Anxiety is something we all experience from time to time. Most of us experience feelings of tension, uncertainty, worry or fear. But if you experience anxiety symptoms at higher levels than usual, or they stay at high levels for long periods, this can be very uncomfortable and interfere with everyday life.
Anxiety disorders are some of the most common mental health problems. Still, they can be misunderstood and this can cause stigma and discrimination, which can make it much harder for you to speak openly about what you are experiencing and seek the help you may need.
Anxiety can be present continuously or triggered by specific situations. Overwhelming feelings might also result in panic attacks.
What is Anxiety?
For some people, anxiety becomes so overwhelming that it takes over their lives. Anxiety symptoms include persistent irritability or worry, a sense of dread and difficulties concentrating and sleeping. There might also be physical symptoms, like heart palpitations, sweating, tensions and pain, heavy and rapid breathing, dizziness, fainting, indigestion, stomach aches, sickness and diarrhoea. Some people withdraw from contact with others or develop phobias, obsessive thoughts or compulsive behaviours.

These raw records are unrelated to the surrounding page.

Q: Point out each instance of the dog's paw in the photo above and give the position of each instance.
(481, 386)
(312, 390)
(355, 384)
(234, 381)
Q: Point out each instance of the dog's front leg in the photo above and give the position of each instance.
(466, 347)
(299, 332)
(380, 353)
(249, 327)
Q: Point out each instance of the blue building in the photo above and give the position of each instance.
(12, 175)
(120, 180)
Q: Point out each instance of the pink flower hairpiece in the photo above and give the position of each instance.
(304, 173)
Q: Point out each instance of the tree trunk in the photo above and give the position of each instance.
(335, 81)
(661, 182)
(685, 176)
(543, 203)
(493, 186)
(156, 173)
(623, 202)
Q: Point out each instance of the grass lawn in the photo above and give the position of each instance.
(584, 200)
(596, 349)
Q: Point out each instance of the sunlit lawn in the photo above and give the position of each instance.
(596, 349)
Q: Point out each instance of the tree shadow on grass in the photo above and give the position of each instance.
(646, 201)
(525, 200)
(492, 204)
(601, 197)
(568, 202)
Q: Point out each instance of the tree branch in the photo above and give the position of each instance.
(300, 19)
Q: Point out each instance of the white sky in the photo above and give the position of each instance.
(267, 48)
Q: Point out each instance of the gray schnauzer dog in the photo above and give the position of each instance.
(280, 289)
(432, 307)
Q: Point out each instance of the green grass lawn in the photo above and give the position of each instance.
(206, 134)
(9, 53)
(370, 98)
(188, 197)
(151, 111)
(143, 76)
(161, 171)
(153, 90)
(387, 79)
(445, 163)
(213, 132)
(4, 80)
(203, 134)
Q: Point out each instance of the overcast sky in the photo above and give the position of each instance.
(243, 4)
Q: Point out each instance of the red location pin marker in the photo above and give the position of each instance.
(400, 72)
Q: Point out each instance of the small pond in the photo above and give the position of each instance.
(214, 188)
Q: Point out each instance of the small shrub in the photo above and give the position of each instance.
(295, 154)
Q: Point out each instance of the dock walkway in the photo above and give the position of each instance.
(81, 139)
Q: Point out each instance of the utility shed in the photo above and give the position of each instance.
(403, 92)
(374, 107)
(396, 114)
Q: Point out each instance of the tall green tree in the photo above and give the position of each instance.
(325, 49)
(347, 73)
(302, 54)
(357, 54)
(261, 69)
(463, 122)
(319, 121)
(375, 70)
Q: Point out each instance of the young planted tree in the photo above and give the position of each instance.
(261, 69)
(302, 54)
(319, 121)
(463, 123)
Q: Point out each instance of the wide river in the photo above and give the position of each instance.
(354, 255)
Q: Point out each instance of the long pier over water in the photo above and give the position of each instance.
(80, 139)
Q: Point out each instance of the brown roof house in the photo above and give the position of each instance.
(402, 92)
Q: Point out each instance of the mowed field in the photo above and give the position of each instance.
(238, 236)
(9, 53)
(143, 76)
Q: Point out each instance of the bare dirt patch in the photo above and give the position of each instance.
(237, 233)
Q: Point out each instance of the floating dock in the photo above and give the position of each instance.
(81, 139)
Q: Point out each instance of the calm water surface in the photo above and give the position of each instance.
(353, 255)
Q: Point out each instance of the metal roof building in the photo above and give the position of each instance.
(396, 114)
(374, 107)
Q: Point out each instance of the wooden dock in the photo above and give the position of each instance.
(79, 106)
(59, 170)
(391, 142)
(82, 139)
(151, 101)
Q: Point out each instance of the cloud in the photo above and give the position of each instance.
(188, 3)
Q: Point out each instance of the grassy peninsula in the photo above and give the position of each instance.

Panic attacks are an exaggeration of the body’s normal response to fear, stress or excitement. It is the rapid build-up of overwhelming sensations, which might include a pounding heart, feeling faint, sweating, shaky limbs, nausea, chest pains, breathing discomfort and feelings of losing control.
But you don’t have to let this have control over the way you feel.
How can you help?
Understanding your anxiety:
According to its medical definition, anxiety is a state consisting of psychological and physical symptoms that are brought about by a sense of apprehension at a perceived threat. These symptoms vary greatly according to the nature and magnitude of the perceived threat, and from one person to another.
Managing your anxiety:
The first step in managing anxiety is to learn as much as you can about it, as a thorough understanding of your anxiety can in itself reduce its frequency and intensity. It can be tempting to avoid any objects or situations that provoke or aggravate your anxiety, but in the long term such avoidance behaviour is counterproductive. When anxiety comes, accept it. Do not try to escape from it, but simply wait for it to pass. Easier said than done, of course, but it is important that you should try.
Making a problem list
One effective method of coping with anxiety that is related to a specific object or situation is to make a list of problems to overcome. Then break each problem down into a series of tasks, and rank the tasks in order of difficulty. To take a simple example, a person with a phobia of spiders may first think about spiders, then look at pictures of spiders, then look at real spiders from a safe distance, and so on. Attempt the easiest task first and keep on returning to it day after day until you feel fairly comfortable with it. Give yourself as long as you need, then move on to the next task and do the same thing, and so on. Try to adopt a positive outlook: although the symptoms of anxiety can be terrifying, they cannot harm you.
Using Relaxation Techniques
If a given task or situation is particularly anxiety-provoking, you can use relaxation techniques to manage your anxiety. These relaxation techniques are very similar to those used to manage stress and can also be used for generalised anxiety, that is, anxiety that is not related to any particular object or situation but that is free-floating and non-specific.
- Deep breathing
- Relaxation Exercises (Lying on your back, tighten the muscles and then relax completely)
Many people with anxiety disorders benefit from joining a self-help or support group and sharing their problems and achievements with others. This may help you better cope and understand. Also, talking with a trusted friend, member of the clergy or a therapist can also provide support.